Sin pensarlo entró en el local y se acercó a la barra, de madera pulida y oscura, se acomodó en una banqueta y apoyó los codos. Un mulato cantinero, con una reluciente camisa blanca y un lazo negro al cuello se le acercó.
– ¿Qué hubo, Conde? ¿Lo mismo de siempre?
Y el policía asintió, sin preocuparse por el final de aquel sueño.
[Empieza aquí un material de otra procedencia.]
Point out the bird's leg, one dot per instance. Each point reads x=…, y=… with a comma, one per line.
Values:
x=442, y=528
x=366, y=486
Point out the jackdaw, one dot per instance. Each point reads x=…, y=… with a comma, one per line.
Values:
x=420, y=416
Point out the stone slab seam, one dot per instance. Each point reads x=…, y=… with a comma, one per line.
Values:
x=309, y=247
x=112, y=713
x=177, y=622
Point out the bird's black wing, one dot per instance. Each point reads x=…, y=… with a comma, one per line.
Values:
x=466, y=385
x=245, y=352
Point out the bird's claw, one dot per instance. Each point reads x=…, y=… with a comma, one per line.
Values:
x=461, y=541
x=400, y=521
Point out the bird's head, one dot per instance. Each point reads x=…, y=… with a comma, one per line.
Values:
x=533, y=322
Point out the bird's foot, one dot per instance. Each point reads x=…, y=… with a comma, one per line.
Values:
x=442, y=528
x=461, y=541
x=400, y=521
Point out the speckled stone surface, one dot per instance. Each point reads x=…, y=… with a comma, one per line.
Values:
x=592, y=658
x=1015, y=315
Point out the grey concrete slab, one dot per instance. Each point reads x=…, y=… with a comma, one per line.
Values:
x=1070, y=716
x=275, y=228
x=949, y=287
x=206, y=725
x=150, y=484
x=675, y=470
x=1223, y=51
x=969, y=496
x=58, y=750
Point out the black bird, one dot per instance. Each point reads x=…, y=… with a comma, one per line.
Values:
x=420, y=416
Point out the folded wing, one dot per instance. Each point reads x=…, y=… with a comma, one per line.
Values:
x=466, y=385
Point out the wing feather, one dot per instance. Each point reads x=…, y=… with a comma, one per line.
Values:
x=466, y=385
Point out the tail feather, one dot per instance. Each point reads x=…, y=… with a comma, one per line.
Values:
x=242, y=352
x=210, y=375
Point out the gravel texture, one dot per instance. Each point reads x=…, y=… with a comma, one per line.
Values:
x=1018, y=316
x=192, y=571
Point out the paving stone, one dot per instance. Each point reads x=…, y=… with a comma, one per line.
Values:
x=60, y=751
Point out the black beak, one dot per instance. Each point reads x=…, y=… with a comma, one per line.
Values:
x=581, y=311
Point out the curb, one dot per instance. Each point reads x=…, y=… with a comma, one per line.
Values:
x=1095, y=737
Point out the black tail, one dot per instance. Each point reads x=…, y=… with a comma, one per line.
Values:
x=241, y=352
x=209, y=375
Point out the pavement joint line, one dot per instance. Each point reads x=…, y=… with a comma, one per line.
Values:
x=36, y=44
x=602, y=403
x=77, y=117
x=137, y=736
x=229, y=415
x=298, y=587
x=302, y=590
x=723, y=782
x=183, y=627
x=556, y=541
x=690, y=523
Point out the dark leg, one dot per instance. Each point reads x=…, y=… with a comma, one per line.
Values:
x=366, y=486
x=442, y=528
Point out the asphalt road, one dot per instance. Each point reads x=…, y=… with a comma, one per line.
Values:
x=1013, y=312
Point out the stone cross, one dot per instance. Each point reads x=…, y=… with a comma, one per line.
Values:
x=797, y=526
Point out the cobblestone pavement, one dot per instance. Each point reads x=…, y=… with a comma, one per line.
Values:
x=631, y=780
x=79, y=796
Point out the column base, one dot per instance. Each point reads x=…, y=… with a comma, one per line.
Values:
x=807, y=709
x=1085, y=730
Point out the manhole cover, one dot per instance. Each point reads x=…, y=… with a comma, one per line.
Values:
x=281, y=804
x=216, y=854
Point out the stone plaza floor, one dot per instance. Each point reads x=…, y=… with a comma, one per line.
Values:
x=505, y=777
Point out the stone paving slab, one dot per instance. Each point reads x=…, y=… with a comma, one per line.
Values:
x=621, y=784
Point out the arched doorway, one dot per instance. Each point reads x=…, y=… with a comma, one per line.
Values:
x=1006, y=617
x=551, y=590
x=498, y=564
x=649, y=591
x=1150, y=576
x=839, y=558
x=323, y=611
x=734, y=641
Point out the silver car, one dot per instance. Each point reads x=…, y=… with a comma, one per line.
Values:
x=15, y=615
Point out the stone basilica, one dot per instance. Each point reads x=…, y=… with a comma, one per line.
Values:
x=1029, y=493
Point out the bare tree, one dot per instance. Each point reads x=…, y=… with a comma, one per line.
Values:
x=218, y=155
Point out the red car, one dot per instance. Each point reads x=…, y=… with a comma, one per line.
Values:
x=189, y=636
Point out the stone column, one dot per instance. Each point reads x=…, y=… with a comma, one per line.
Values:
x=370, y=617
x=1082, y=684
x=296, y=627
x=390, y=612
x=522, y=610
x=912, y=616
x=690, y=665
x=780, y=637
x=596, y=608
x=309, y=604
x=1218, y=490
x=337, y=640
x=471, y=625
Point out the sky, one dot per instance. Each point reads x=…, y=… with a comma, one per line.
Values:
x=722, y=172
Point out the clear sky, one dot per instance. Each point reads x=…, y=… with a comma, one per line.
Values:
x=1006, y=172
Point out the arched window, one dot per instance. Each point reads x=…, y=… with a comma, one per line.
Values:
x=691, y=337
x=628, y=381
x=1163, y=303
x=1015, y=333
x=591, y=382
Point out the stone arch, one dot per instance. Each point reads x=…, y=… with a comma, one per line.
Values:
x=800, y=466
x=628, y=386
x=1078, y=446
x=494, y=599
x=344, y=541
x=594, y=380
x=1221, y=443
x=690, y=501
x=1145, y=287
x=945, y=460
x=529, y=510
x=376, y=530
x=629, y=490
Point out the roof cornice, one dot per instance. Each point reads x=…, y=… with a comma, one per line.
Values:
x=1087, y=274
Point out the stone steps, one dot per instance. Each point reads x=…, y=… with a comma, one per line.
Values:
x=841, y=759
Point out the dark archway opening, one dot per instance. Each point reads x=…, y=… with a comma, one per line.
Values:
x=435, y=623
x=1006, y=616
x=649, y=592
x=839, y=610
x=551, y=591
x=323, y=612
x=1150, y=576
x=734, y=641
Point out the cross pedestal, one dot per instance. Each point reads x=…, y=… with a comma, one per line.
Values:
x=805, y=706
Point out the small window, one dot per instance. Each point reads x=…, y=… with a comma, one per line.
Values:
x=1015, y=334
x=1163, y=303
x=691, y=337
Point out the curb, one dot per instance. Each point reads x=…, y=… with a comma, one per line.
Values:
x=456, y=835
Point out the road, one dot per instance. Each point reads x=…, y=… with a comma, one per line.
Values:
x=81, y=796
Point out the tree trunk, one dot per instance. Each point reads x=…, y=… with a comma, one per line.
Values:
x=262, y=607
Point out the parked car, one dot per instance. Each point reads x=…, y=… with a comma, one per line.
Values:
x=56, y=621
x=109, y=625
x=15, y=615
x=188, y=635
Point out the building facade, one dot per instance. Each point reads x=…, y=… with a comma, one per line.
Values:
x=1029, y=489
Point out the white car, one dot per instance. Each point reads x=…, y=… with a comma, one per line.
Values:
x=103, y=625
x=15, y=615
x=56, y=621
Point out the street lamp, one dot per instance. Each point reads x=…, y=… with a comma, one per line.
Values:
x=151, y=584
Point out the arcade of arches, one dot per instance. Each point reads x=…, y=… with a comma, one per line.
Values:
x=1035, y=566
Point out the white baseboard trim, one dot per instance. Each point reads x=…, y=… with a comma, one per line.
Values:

De la repisa del fondo el cantinero tomó una botella de ron Santiago y la depositó sobre la barra. Del mostrador alcanzó un vaso reluciente y lo cargó con una pequeña piedra de hielo. El Conde disfrutó el sonido del hielo contra el cristal y estuvo a punto de pedirle al mulato que lo hiciera otra vez. Con maestría, el discreto cantinero vertió el ron sobre el hielo, hasta mediar el vaso de aquel maravilloso líquido perlado, y sin pronunciar palabra, con una capacidad de discreción inexistente entre los cantineros cubanos, se retiró, para dejar al hombre solo, con su trago preferido y sus obsesiones que rumiar.
El Conde, sintiéndose fresco y sosegado, bebió un primer trago y comprendió hasta qué punto su tsin necesitaba aquel nuevo baño de alcohol. Menos mal que en esta ciudad cualquier cosa es posible, se dijo aquella tarde ya veraniega de 1989, cuando todavía era policía y sufría por serlo. Volvió a beber, dispuesto a no dejarse expulsar de aquel paraíso encontrado, como había sido excluido de tantos otros, reales e imaginarios. Ahora bebería en su bar ideal hasta que el ron le concediera el alivio del olvido. Cuando se estrellara contra la realidad, ya tendría tiempo para pensar en su tao. Al fin y al cabo, se dijo con el tercer asalto al vaso de ron con hielo, hay cosas que nada ni nadie puede cambiar.
Nota del autor
En 1987, cuando trabajaba como periodista en el vespertino Juventud Rebelde, realicé una ardua investigación para escribir un reportaje sobre la historia del Barrio Chino de La Habana. Aquel texto, titulado «Barrio Chino. El viaje más largo», fue, poco después, el origen de un documental cinematográfico del mismo nombre (dirigido por Rigoberto López) y dio título a una selección de los trabajos periodísticos que había escrito para aquel periódico y que publiqué en forma de libro en 1995.